Ubisoft boss Yves Guillemot has told Develop that the publisher is keenly hunting new Wii titles as it continues to court studios external to its vast internal development.
When it comes to Wii, he explained that Ubisoft has "tried to focus as much energy resource as we can on the format because it encourages new ways to play and new players into the market. We have charged the company to really address that machine well so we have a large number of games for the Wii and we want to do many more."
When asked about whether they will be internally-made games, he simply said "both" adding that the company will continue its tack of working with third-party studios, as it has done with Gearbox for Brothers in Arms and Free Radical and its game Haze.
He explained: "It’s really important that we always work with third-party developers because we simply learn a lot from them and we can give them a lot of support – I think there is a real exchange between them and us which is beneficial for both parties."
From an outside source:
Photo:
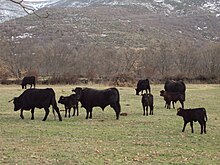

What's even more beneficial it seems is being able to tempt developers to working with Ubisoft by letting them co-own IP - something many other publishers refuse to allow.
Said Guillemot: "What we’re trying to do now with developers is make sure we work long term – in some cases that means co-owning the brand, because that will ensure a better product and a better relationship.
"It is different to other publishers, but I think there are good alternatives to their approach. We won’t always do that, but when we link destiny with a developer we have the same interests. We want to make sure the game succeeds in the long-term, and [with co-ownership of IP] you can then work as a team to make sure that happens. For some games, of course, it’s not something you can do – a developer might want to quickly make money or be signed up for a property someone else owns. But when you link your destiny both parties need to create a good product together because both companies will succeed."
He also briefly addressed the concerns some other third party studios have over the company's decision to further accelerate the growth of its teams in locations such as Quebec and Morocco off the back of government tax breaks: he explained that all such activity was the result of Ubisoft simply being "smart with its money".